David: I never really plan what I’m going to play in a set. I never know what I’m going to play next, so I let it roll along by itself.

Folkmama: Last time you performed for us you played more blues than you usually do in a larger band configuration.

David: I have kind of a different repertoire of tunes that I do by myself than what I do with the band. Sometimes it might be more country blues– it’s maybe just a bit more rootsy than the band performances. I might play some fiddle tunes, so things like that as well.

Folkmama: We always like to reach out to the uninitiated– people who may not know your music. So I wonder if you can give us a David Bromberg 101.

David: OK, well… I’ve played with Bob Dylan, I wrote a song with George Harrison, I’ve played with Phoebe Snow, Carly Simon and Tom Paxton.  I recorded with Blood, Sweat and Tears and Rick Derringer. I’m been basically all over the map. I was a studio guitar player for a number of years and I also play Dobro and mandolin on some records. John Prine—I played some mandolin with him as well as guitar. I played with Dr. John quite a bit. I’m on over 150 recordings of other people’s.

Folkmama: How about your career as a solo musician or with one of your own bands?

David: I have a band and we play roots music or Americana as they call it today. We started performing in the 70s. At around 1980 I got burned out because I was performing too much. I didn’t realize it was burn out. I just didn’t feel that I was a musician any more. So I decided to find another way to live my life so I didn’t play again for 22 years. (He pauses) I shouldn’t say I didn’t play again totally; every now and then I’d do something. My career was doing really well at the time though. I mean, you work that much it better be doing well.
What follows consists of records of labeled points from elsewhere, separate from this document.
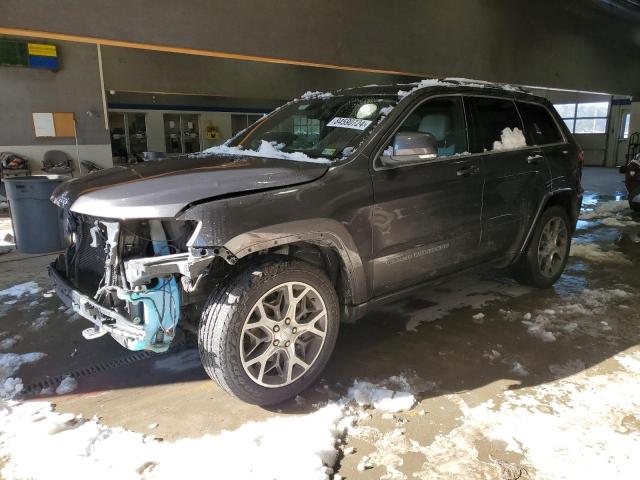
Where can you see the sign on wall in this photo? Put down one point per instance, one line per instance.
(18, 53)
(57, 124)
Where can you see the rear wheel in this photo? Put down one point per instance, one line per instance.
(544, 259)
(269, 330)
(634, 206)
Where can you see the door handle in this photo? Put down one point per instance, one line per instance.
(467, 171)
(534, 159)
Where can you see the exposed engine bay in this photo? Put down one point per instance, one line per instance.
(133, 279)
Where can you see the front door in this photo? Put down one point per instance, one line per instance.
(426, 217)
(515, 173)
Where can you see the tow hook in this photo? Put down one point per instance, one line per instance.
(93, 332)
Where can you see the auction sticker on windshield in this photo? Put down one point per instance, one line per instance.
(343, 122)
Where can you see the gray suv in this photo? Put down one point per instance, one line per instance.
(327, 207)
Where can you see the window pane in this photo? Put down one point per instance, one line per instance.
(626, 122)
(539, 127)
(566, 110)
(570, 122)
(594, 109)
(137, 132)
(444, 120)
(591, 125)
(491, 117)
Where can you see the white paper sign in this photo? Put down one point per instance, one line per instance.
(343, 122)
(43, 125)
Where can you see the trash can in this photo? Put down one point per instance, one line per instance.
(37, 223)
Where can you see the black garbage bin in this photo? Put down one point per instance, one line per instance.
(37, 223)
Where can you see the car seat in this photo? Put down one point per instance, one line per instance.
(438, 125)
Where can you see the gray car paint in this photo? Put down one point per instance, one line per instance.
(300, 201)
(162, 189)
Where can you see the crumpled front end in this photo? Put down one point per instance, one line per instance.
(100, 277)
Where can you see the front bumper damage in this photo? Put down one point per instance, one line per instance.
(145, 294)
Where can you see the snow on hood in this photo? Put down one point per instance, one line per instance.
(314, 95)
(266, 150)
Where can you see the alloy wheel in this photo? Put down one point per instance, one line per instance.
(283, 334)
(552, 248)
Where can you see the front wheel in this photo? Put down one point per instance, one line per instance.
(546, 255)
(268, 331)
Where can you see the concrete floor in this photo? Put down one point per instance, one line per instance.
(454, 362)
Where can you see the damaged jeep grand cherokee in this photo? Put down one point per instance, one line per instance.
(328, 206)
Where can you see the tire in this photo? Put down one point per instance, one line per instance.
(540, 265)
(235, 331)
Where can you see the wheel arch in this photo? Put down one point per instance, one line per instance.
(327, 235)
(564, 197)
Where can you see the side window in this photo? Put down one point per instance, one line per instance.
(538, 124)
(444, 119)
(495, 125)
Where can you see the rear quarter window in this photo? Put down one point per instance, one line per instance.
(539, 126)
(490, 116)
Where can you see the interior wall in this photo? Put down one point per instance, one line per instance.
(600, 149)
(573, 44)
(74, 88)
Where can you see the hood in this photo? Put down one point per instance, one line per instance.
(162, 189)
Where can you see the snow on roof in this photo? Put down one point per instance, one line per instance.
(456, 82)
(317, 94)
(266, 149)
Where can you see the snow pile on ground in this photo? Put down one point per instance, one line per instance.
(536, 327)
(9, 341)
(592, 252)
(67, 385)
(266, 149)
(468, 291)
(41, 320)
(583, 311)
(18, 291)
(7, 241)
(605, 209)
(396, 398)
(71, 447)
(510, 140)
(581, 427)
(9, 364)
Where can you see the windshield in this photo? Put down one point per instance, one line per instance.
(328, 127)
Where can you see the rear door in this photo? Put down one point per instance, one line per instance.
(544, 132)
(426, 217)
(515, 173)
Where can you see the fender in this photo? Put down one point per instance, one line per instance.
(319, 230)
(541, 208)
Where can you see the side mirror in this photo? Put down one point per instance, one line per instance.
(411, 148)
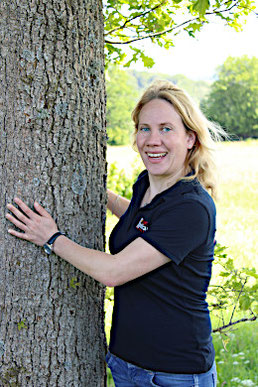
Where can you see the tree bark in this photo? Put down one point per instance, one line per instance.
(53, 145)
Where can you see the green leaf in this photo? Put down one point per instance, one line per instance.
(200, 7)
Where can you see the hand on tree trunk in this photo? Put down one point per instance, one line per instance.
(36, 227)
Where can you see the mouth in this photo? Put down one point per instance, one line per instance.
(156, 156)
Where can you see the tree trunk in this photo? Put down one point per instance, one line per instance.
(53, 145)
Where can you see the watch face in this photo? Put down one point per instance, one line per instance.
(47, 248)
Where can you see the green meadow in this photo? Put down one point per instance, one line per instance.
(237, 220)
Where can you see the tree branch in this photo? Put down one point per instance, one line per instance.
(220, 329)
(241, 291)
(169, 29)
(133, 18)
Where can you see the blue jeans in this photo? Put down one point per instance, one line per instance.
(129, 375)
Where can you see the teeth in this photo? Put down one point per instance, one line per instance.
(156, 154)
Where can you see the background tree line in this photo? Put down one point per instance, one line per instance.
(231, 100)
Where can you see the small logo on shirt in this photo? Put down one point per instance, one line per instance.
(142, 225)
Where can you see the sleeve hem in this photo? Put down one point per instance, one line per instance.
(167, 253)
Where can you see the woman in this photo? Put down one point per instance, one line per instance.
(161, 248)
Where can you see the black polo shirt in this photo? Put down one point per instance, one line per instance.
(161, 320)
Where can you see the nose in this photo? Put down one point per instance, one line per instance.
(154, 138)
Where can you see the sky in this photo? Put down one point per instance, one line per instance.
(198, 58)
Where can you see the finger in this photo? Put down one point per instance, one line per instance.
(41, 210)
(18, 214)
(24, 208)
(20, 235)
(16, 222)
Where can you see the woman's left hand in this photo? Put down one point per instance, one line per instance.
(37, 227)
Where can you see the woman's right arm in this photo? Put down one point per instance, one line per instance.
(117, 204)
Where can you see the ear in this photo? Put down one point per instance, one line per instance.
(191, 138)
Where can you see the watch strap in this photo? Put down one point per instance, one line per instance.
(53, 238)
(48, 245)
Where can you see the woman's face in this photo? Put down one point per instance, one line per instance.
(162, 139)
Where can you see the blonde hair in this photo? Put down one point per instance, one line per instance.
(201, 157)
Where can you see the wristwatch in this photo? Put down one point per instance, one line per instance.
(48, 246)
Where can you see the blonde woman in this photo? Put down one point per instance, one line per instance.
(161, 249)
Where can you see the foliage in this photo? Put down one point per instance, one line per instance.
(127, 22)
(232, 101)
(235, 291)
(196, 89)
(236, 356)
(121, 99)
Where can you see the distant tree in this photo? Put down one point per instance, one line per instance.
(122, 92)
(196, 89)
(233, 98)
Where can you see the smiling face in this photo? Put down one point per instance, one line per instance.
(162, 140)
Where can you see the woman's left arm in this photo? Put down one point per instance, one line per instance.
(137, 259)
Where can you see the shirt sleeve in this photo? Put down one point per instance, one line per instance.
(178, 230)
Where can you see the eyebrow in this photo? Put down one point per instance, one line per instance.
(161, 124)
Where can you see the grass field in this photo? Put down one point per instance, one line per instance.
(237, 220)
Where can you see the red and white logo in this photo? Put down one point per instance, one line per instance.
(142, 225)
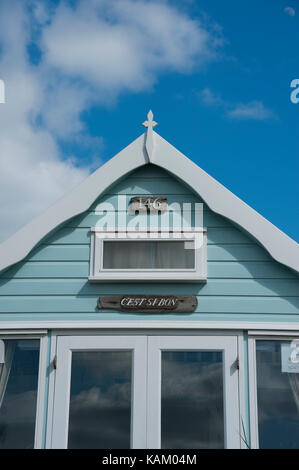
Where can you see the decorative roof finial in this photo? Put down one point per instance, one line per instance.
(149, 143)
But I was more interested in keeping my sanity than my career.

Folkmama: And you were living in California then?

David: Yes, that’s right.

Folkmama: I read that you attended a violin school. You learned how to build violins. So how long did that schooling last?

David: Four years, I graduated. I’m technically a violin maker. I found it really fascinating that a person could look at an instrument and by looking at the way its build tell when and where it was built and by whom. And that’s what I wanted to learn. And then I continued to study for quite a few years.  So now people bring me things, they want to know what they are or what they are worth and I can frequently tell them.

Folkmama: So do you build violins at all now?

David: No people bring me things for identification or appraisal. I have a full service violin shop and in the shop I do the appraisals and other people build violins and bows and do repairs. We do everything there.

Folkmama: And that’s in Delaware?

David: In Wilmington, Delaware.

Folkmama: So through the years I’ve listened to your music a lot and I’ve found you to be a great entertainer. You have a lot of really wonderful humor on stage. Is it part of you intent when you play the blues to make it accessible to listeners as a way to preserve it?

David: I play music that I like and I love the blues. I never thought of myself as a conservator, or a museum or anything close to that. This is music I like. And as to the humor, there’s a point where irony and humor intersect. And irony is essential to the blues.

Folkmama: When you play for us in Harrisburg, you’re going to be playing in a very informal setting–at a brew pub.  It’s a neat little venue. Do you enjoy playing in smaller venues?

David: There is something nice about being really close to your audience. It feels a little more interactive. There is something more intimate and conversational about it. But there are times that you like to kick out the jams [in a larger venue]. So it’s good to do both.

Folkmama: Tell me about your new CD “Only Slightly Mad” . I guess it came out just last month.

David: The new CD is the best recording I’ve ever done. It was produced by Larry Campbell. We recorded it at Levon Helm’s barn in Woodstock, NY. Levon was an old friend of mine. Even though Levon was gone, he was all around us when we recorded.

Folkmama: Anything I missed?

David:  The shows—people who see them, enjoy them. It’s just human stuff. It’s real.